JAKARTA - Indonesia's parliament has revised the country's marriage law to lift the minimum age at which women can marry by three years to 19, a move welcomed by campaigners as a step towards curbing child marriage in the world's biggest Muslim majority-country.

All factions in parliament agreed the revision at a plenary session on Monday, according to a statement on its website.

Indonesia is among the 10 countries in the world with the highest number of child brides, according to campaign group Girls Not Brides.

One in four girls in Indonesia is married before they turn 18, according to a 2016 report by Indonesia's Statistics Agency and the United Nations children's fund UNICEF.

"The society still encourages girls to get married in their teenage years, otherwise they will be considered spinsters," said Masruchah of the National Commission on Violence Against Women.

Masruchah, who uses one name, said the commission would have preferred 21 as the minimum age for marriage for men and women, when both are considered mature in terms of reproduction and economic stability.

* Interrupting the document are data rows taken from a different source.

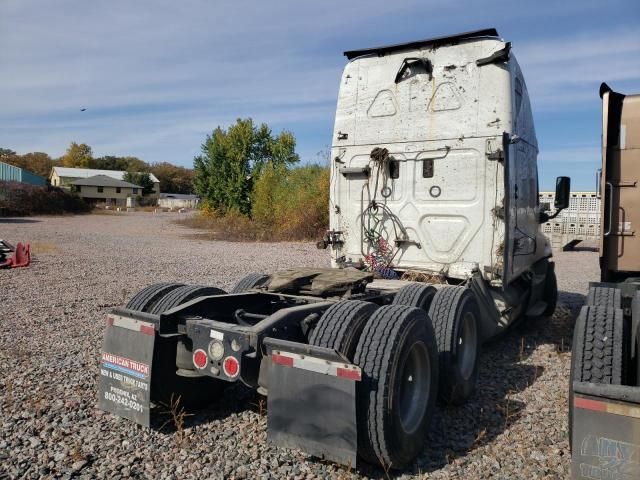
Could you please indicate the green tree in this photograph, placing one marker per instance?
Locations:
(232, 159)
(78, 155)
(140, 178)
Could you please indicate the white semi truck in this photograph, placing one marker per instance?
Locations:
(436, 247)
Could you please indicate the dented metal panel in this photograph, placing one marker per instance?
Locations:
(434, 104)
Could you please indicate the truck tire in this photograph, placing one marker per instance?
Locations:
(396, 398)
(144, 300)
(417, 295)
(193, 391)
(182, 295)
(252, 280)
(550, 293)
(340, 326)
(597, 350)
(599, 346)
(454, 314)
(604, 297)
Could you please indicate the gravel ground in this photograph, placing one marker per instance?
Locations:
(52, 320)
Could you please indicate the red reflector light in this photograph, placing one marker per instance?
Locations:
(282, 360)
(351, 374)
(200, 359)
(147, 329)
(231, 367)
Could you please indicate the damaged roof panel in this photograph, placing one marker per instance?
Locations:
(487, 32)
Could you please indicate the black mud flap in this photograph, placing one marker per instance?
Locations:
(606, 432)
(124, 386)
(311, 403)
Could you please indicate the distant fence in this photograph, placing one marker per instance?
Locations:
(580, 222)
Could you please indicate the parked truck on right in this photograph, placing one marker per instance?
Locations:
(604, 396)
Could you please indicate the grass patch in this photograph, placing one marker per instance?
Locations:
(238, 228)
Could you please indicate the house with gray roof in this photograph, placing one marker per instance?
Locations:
(65, 176)
(105, 189)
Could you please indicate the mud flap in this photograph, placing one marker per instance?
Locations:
(311, 403)
(124, 386)
(606, 432)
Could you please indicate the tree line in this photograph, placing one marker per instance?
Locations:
(173, 178)
(248, 172)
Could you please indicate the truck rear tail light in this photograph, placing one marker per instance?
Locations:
(231, 367)
(216, 350)
(200, 359)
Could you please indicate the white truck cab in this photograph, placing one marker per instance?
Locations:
(434, 161)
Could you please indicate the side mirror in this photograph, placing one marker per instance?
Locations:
(563, 191)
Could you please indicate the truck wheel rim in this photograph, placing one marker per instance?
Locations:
(414, 387)
(467, 346)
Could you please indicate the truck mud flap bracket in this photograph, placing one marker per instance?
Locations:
(311, 402)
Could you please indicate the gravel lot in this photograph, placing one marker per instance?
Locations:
(52, 319)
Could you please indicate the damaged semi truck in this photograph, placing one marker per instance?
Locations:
(604, 391)
(435, 245)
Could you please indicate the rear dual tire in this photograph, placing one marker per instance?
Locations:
(189, 390)
(395, 348)
(396, 397)
(454, 313)
(598, 353)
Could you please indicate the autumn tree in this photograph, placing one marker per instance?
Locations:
(77, 155)
(173, 179)
(6, 153)
(231, 159)
(110, 162)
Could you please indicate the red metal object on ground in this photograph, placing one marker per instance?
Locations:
(21, 257)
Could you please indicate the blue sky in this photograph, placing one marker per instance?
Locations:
(157, 76)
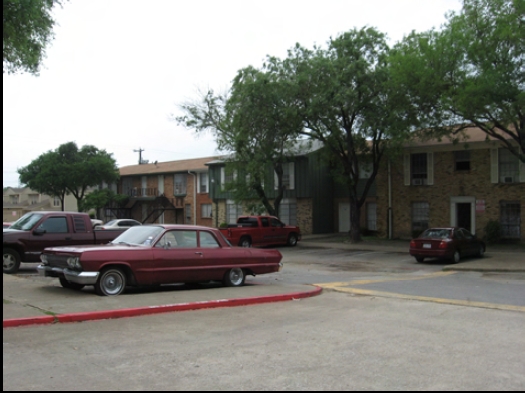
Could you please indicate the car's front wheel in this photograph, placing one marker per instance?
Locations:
(292, 240)
(245, 242)
(481, 251)
(11, 261)
(111, 282)
(70, 285)
(234, 277)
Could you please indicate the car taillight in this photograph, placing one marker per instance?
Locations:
(443, 244)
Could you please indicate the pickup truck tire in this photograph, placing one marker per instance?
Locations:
(111, 282)
(70, 285)
(11, 261)
(292, 240)
(234, 277)
(245, 242)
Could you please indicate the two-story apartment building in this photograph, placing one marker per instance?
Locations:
(434, 183)
(18, 201)
(312, 200)
(175, 192)
(441, 183)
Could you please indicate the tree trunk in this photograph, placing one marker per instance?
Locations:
(355, 221)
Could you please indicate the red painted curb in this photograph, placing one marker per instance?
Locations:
(133, 312)
(29, 321)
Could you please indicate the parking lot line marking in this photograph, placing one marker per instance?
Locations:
(404, 278)
(454, 302)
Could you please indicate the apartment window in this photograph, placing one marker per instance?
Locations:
(510, 212)
(288, 176)
(420, 216)
(206, 210)
(179, 184)
(227, 177)
(288, 212)
(203, 183)
(508, 165)
(233, 211)
(371, 216)
(187, 211)
(127, 185)
(462, 160)
(418, 169)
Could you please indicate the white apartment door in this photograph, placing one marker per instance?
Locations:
(344, 217)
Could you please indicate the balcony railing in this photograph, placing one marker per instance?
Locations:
(143, 192)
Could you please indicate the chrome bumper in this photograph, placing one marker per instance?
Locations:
(84, 278)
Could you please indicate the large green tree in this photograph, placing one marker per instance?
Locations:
(28, 29)
(70, 170)
(471, 73)
(47, 175)
(253, 122)
(345, 99)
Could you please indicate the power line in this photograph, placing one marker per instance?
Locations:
(140, 150)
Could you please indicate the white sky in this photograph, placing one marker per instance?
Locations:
(117, 69)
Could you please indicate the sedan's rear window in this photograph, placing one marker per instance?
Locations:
(436, 234)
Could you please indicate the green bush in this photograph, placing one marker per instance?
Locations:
(493, 232)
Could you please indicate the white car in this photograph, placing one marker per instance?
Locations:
(96, 222)
(119, 224)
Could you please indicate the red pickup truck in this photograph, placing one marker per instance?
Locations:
(27, 237)
(261, 231)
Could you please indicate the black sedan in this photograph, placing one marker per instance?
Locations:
(446, 243)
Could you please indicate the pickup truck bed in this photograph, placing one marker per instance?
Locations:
(26, 238)
(261, 231)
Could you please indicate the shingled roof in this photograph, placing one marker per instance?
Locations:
(194, 165)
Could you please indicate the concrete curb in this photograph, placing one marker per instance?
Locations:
(149, 310)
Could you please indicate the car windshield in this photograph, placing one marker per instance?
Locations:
(26, 222)
(436, 234)
(139, 235)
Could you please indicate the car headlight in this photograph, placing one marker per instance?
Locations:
(74, 263)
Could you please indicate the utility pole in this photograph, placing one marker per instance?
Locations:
(140, 150)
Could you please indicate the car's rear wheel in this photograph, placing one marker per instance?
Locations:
(245, 242)
(11, 261)
(70, 285)
(292, 240)
(234, 277)
(481, 251)
(111, 282)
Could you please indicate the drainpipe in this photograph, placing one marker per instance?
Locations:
(194, 197)
(389, 201)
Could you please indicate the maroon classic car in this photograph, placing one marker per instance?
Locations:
(157, 254)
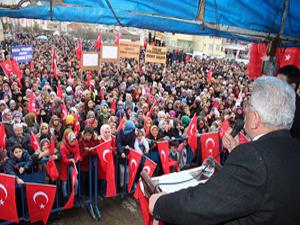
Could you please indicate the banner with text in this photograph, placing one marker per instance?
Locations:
(156, 54)
(129, 50)
(22, 53)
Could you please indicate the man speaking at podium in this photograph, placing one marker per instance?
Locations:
(260, 181)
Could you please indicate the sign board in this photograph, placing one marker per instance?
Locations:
(109, 53)
(90, 61)
(156, 54)
(22, 53)
(129, 50)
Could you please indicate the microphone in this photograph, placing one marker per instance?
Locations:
(238, 126)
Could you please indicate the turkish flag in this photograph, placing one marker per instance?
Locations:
(288, 56)
(40, 199)
(107, 167)
(121, 124)
(117, 40)
(59, 90)
(210, 146)
(98, 41)
(7, 67)
(243, 138)
(31, 106)
(76, 125)
(70, 202)
(149, 114)
(8, 208)
(50, 166)
(34, 141)
(257, 53)
(223, 128)
(134, 159)
(163, 149)
(64, 111)
(3, 136)
(54, 63)
(192, 133)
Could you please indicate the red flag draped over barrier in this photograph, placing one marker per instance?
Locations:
(107, 167)
(192, 133)
(98, 41)
(163, 149)
(134, 159)
(257, 53)
(3, 136)
(40, 198)
(70, 202)
(288, 56)
(210, 146)
(50, 166)
(34, 141)
(8, 208)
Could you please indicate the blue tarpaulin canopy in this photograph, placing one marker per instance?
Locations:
(258, 20)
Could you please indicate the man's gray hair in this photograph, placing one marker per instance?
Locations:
(274, 100)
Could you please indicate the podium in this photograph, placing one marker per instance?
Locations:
(179, 180)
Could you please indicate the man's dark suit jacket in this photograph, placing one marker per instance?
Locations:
(259, 184)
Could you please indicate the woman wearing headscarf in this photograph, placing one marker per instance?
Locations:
(125, 140)
(56, 127)
(87, 144)
(70, 155)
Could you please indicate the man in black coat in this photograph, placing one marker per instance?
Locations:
(260, 181)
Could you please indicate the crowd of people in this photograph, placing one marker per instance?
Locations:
(157, 101)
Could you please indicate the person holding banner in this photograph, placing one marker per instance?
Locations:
(260, 181)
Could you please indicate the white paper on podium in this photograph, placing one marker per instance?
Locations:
(172, 179)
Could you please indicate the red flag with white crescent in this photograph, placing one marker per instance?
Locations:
(134, 159)
(163, 149)
(34, 141)
(107, 167)
(40, 199)
(210, 146)
(8, 207)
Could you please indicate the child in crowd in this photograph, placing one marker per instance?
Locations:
(141, 144)
(19, 162)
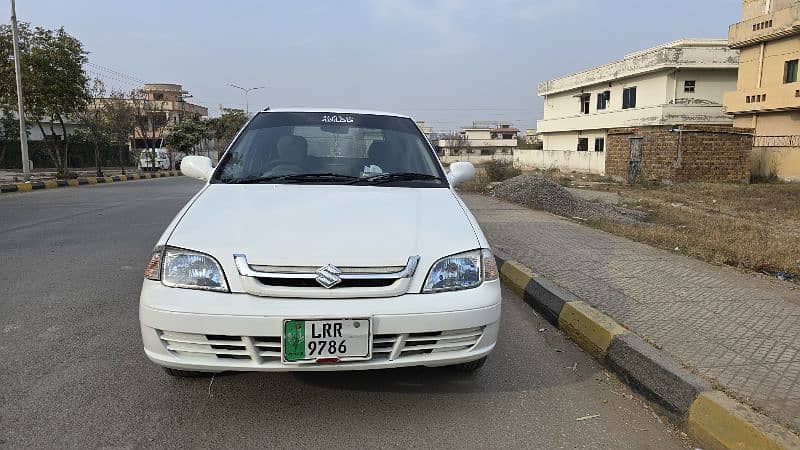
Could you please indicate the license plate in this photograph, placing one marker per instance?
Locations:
(326, 340)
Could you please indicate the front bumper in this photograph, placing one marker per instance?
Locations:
(209, 331)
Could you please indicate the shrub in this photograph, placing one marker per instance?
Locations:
(762, 171)
(500, 170)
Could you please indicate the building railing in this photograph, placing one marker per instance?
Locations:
(780, 23)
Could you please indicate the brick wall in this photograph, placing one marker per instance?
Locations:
(715, 153)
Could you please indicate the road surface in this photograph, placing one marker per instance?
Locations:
(74, 373)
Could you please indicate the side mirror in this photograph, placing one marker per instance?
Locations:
(460, 172)
(197, 167)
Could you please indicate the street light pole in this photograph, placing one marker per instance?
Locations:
(246, 99)
(23, 130)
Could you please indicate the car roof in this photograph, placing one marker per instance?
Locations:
(335, 111)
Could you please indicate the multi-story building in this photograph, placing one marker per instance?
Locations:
(161, 104)
(614, 119)
(482, 141)
(767, 96)
(426, 129)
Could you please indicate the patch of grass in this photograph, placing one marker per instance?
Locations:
(762, 171)
(756, 227)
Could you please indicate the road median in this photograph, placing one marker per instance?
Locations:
(81, 181)
(711, 417)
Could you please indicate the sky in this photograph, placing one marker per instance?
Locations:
(447, 62)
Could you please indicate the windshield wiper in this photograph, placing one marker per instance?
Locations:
(399, 176)
(295, 178)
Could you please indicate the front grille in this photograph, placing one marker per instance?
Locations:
(312, 283)
(267, 349)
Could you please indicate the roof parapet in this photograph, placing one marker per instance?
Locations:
(685, 53)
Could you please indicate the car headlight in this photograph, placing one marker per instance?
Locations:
(181, 268)
(461, 271)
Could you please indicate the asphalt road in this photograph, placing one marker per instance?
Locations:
(73, 372)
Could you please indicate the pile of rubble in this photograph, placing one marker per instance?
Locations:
(540, 192)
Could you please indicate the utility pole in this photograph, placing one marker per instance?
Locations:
(23, 130)
(246, 100)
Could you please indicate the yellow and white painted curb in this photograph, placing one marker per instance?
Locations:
(712, 418)
(81, 181)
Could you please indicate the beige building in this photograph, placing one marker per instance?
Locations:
(478, 143)
(679, 83)
(163, 104)
(767, 96)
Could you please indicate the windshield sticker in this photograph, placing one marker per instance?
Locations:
(337, 119)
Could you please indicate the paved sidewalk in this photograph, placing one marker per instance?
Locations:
(739, 331)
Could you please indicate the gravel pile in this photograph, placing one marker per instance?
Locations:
(538, 191)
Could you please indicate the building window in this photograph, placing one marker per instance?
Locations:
(585, 98)
(599, 144)
(602, 100)
(790, 72)
(629, 98)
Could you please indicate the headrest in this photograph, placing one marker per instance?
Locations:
(292, 148)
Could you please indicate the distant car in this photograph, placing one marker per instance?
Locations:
(323, 240)
(147, 162)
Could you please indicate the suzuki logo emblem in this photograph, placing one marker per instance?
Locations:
(328, 276)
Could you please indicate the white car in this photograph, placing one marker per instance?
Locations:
(323, 240)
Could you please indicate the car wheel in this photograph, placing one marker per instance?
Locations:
(469, 367)
(186, 373)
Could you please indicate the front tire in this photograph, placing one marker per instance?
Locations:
(469, 367)
(186, 373)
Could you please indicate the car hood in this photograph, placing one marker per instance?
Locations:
(315, 225)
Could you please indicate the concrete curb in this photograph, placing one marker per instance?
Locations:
(715, 420)
(81, 181)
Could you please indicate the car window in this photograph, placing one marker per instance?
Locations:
(280, 147)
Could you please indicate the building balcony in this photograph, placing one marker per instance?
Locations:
(486, 143)
(635, 117)
(776, 98)
(767, 27)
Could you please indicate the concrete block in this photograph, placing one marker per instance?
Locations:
(720, 422)
(588, 327)
(653, 373)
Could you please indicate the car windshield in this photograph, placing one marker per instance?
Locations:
(331, 148)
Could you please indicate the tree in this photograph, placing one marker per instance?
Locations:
(120, 124)
(93, 124)
(224, 128)
(54, 83)
(9, 131)
(185, 135)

Indonesia previously allowed girls of 16 to get married or younger -- with no minimum age -- if their parents requested it.

Indonesia's Constitutional Court ruled in December that it was discriminatory to have a lower marriage age for women than for men, who could legally marry at 19.

Child marriage in Indonesia has been blamed for causing maternal and infant deaths, as well as encouraging child labour, Women's Empowerment and Child Protection Minister Yohana Yembise said in a statement.

"Finally, after 45 years (of the existing marriage law). This is a present for Indonesian children," she said.